The closing market priceShares of our common stock has recently declined significantly. On April 29 and May 17, 2016, we were notified by the NYSE that our common stock was not in compliance with NYSE listing standards. If we are unable to cure the market capitalization deficiency, our common stock could be delisted from the NYSE or trading could be suspended.
Our common stock is currently listed on the NYSE. In order for our common stock to continue to be listed on the NYSE, we are required to comply with various listing standards, including the maintenance of a minimum average closing price of at least $1.00 per share during a consecutive 30 trading-day period. In addition to the minimum average closing price criteria, we are considered to be below compliance if our average market capitalization over a consecutive 30 day-trading period is less than $50 million and, at the same time, our stockholders’ equity is less than $50 million.
On April 29, 2016, we were notified by the NYSE that the average closing price of our shares of common stock had fallen below $1.00 per share over a period of 30 consecutive trading days. On May 17, 2016, we were notified by the NYSE that our average global market capitalization had been less than $50 million over a consecutive 30 trading-day period at the same time that our stockholders' equity was less than $50 million.
On June 10, 2016, we completed a 1-for-10 reverse stock split with respect to our common stock in order to increase the per share trading price of our common stock in order to regain compliance with the NYSE’s minimum share price requirement. We were notified on July 1, 2016 that we cured the minimum share price deficiency and that we were no longer considered non-compliant with the $1.00 per share average closing price requirement. We remain non-compliant with the $50 million average market capitalization and stockholders’ equity requirements.
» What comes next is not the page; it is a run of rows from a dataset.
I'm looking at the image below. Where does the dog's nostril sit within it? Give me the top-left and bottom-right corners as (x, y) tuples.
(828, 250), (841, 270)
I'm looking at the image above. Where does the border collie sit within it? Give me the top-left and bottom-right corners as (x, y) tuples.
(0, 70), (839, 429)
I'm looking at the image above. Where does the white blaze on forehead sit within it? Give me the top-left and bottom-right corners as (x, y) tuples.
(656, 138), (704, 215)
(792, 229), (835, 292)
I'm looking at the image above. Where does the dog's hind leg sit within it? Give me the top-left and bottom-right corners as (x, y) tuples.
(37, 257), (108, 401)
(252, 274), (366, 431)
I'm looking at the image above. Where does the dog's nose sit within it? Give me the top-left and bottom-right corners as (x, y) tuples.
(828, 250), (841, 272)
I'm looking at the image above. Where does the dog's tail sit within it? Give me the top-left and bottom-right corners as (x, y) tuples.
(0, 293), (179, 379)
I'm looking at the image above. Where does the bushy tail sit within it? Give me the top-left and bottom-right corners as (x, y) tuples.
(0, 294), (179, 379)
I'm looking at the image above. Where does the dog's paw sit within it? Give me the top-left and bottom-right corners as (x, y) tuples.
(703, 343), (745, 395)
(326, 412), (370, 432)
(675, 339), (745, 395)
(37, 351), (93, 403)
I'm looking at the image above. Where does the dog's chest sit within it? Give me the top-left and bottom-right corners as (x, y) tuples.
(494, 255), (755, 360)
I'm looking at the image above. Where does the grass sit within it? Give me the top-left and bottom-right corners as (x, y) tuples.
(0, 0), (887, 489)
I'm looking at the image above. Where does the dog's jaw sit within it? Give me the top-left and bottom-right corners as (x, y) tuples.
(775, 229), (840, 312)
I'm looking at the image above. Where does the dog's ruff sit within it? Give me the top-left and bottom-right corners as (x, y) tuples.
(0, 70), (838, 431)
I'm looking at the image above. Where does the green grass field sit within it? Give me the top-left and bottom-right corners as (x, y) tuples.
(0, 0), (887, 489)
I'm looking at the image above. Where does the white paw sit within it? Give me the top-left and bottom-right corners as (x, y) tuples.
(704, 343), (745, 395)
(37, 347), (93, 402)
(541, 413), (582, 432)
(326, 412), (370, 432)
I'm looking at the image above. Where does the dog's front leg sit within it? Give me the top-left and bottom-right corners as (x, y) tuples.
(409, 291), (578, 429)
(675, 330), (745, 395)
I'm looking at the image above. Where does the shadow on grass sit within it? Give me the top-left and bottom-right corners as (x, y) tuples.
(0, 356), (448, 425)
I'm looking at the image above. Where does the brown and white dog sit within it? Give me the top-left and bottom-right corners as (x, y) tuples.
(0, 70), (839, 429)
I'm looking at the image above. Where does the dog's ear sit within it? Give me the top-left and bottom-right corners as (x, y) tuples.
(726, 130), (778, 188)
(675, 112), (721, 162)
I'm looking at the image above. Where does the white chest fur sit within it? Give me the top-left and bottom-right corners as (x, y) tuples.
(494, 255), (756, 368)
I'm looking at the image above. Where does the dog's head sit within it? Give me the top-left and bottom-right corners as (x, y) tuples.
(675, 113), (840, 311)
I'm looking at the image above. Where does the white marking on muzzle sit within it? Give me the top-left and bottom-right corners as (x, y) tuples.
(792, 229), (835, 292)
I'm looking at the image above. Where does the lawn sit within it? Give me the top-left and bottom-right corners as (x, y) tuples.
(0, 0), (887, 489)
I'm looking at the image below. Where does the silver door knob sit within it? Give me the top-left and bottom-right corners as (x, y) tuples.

On June 30, 2016, we submitted our 18-month business plan for curing the average market capitalization and stockholders’ equity deficiencies to the NYSE. After our submission of the business plan, the NYSE had 45 calendar days to review the plan to determine whether we have made reasonable demonstration of our ability to come into conformity with the relevant standards within the 18-month period. The NYSE accepted the plan on August 4, 2016 and will continue to review the Company on a quarterly basis for compliance with the plan. Upon acceptance of the plan by the NYSE, and after two consecutive quarters of sustained market capitalization above $50 million, we would no longer be non-compliant with the market capitalization and stockholders' equity requirements. During the 18-month cure period, our shares of common stock will continue to be listed and traded on the NYSE, unless we experience other circumstances that subject us to delisting. If we fail to meet the material aspects of the plan or any of the quarterly milestones, the NYSE will review the circumstances causing the variance, and determine whether such variance warrants commencement of suspension and delisting procedures. Upon a delisting from the NYSE, we would commence trading on the OTC Pink. On September 20, 2016, we submitted our quarterly update to the business plan for the second of quarter 2016 and the NYSE notified us that it accepted the quarterly update on September 22, 2016.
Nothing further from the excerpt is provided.